In 1982, with a small book called Corporate Cultures: The Rites and Rituals of Corporate Life, coauthors Terrence E. Deal, then a professor at Harvard University Graduate School of Education, and Allan A. Kennedy, then a consultant at McKinsey & Co., popularized a phrase and legitimized an idea that has since been used and abused by a generation of company builders and managers.

The idea that companies had cultures wasn't itself new. The book's value was to suggest ways that entrepreneurs and managers could evaluate and describe the cultures in their companies, understand how those cultures are created, and appreciate the role cultures play in promoting or inhibiting a company's business success. Predictably, Corporate Cultures sparked a management fad and spawned an industry of "culture consultants." Also predictably, much of what the consultants preached, and what managers did in the name of corporate culture, was not what Deal and Kennedy had intended.

Inc. executive editor Michael Hopkins and former senior writer Tom Richman recently talked with Allan Kennedy.

Inc.: For all of what Corporate Cultures told its readers, you never really said what they should do with the information. What did they do with it?

Kennedy: Our original purpose in writing the book was to get the subject of culture on the management agenda and to sensitize managers to its importance. Some people, however, heard only part of what we said, the part about culture being helpful to a company's performance. A lot of managers of companies large and small came to us and said, "We want one of those things." We said, "But you have one." They said, "But we want the kind that produces superior performance." Bizarre. Also, what I call the "culture industry" grew quite large after the book came out. Numerous consulting firms claimed to do cultural change--almost as many as claim to do reengineering nowadays.

Inc.: And you think that was quackery?

Kennedy: I think it was close to quackery. I am and have been an old-fashioned business consultant, concerned about what it takes to make a business work. Obviously, I try to be sensitive to cultural issues, but easily three-quarters of my professional career, almost 30 years, has been spent on what most of the world would view as strategic matters: How do we make this business grow? How do we make it survive? Those are not really cultural problems. You can't work on cultural problems except in a strategic-business context.

Inc.: I take it then that you don't believe that culture is everything in managing a company?

Kennedy: After Corporate Cultures came out, people kept asking us, "So, what you're saying is, 'Manage the culture and forget everything else'?" And we kept protesting, "No, no, cultural management is just part of management." There are good current examples of how cultural management can improve a company's performance. I'm thinking of Southwest Airlines and Continental Airlines, for instance. Both managements understood that they had to build cultures that worked for their respective strategies, which are very different. Both managements were conscious that they needed employees to buy into their strategies and to contribute enormously if the companies were going to be successful. So they tilted their management to create self-reinforcing cultural mechanisms. And they've been successful, not because they created particular cultures but because they created cultures that are consistent with their business strategies. A culture may help or hinder a company, but if you get the strategy wrong, you're dead in the water no matter what you do culturally.

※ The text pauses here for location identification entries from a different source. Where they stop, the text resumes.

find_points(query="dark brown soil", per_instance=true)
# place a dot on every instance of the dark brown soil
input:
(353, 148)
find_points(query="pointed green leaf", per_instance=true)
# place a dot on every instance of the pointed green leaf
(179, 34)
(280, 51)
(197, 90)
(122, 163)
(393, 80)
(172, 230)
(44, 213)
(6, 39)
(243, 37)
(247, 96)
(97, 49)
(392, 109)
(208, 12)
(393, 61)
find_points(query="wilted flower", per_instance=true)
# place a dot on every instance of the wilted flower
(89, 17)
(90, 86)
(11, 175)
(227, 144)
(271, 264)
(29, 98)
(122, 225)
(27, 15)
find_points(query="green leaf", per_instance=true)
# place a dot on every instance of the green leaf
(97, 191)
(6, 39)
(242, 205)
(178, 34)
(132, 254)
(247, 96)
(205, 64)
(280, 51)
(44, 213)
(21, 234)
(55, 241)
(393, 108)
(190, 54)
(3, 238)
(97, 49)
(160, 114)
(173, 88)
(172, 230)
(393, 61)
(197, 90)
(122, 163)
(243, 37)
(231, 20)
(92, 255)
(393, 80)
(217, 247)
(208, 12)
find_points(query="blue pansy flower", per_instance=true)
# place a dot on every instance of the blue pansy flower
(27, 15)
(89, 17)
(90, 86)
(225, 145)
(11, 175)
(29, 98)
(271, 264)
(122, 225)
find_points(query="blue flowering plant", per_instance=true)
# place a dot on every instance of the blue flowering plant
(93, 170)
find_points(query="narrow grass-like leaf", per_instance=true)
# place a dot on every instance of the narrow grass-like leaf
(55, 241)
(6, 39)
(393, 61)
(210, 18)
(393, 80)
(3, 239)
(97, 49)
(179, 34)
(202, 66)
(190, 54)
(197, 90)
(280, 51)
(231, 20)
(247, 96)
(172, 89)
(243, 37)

Inc.: Now that you've seen how people have used--or misused--the idea of managing corporate cultures, have you given new thought to the subject?

Kennedy: We have, and a lot of other people have thought about it, too, but I'm not sure that anyone has cracked the problem of managing an organization's culture in a way that represents a breakthrough. The culture of any organization is still a reflection of the deeply held values and behaviors of relatively few individuals--in the case of large companies, those of the CEO and maybe a handful of very senior executives. In the case of small companies, culture may flow from the values held by the founder or CEO alone. Thus, personal leadership is central to building a strong culture in a company. Which, by the way, gives small companies a real competitive advantage in today's business environment, I think.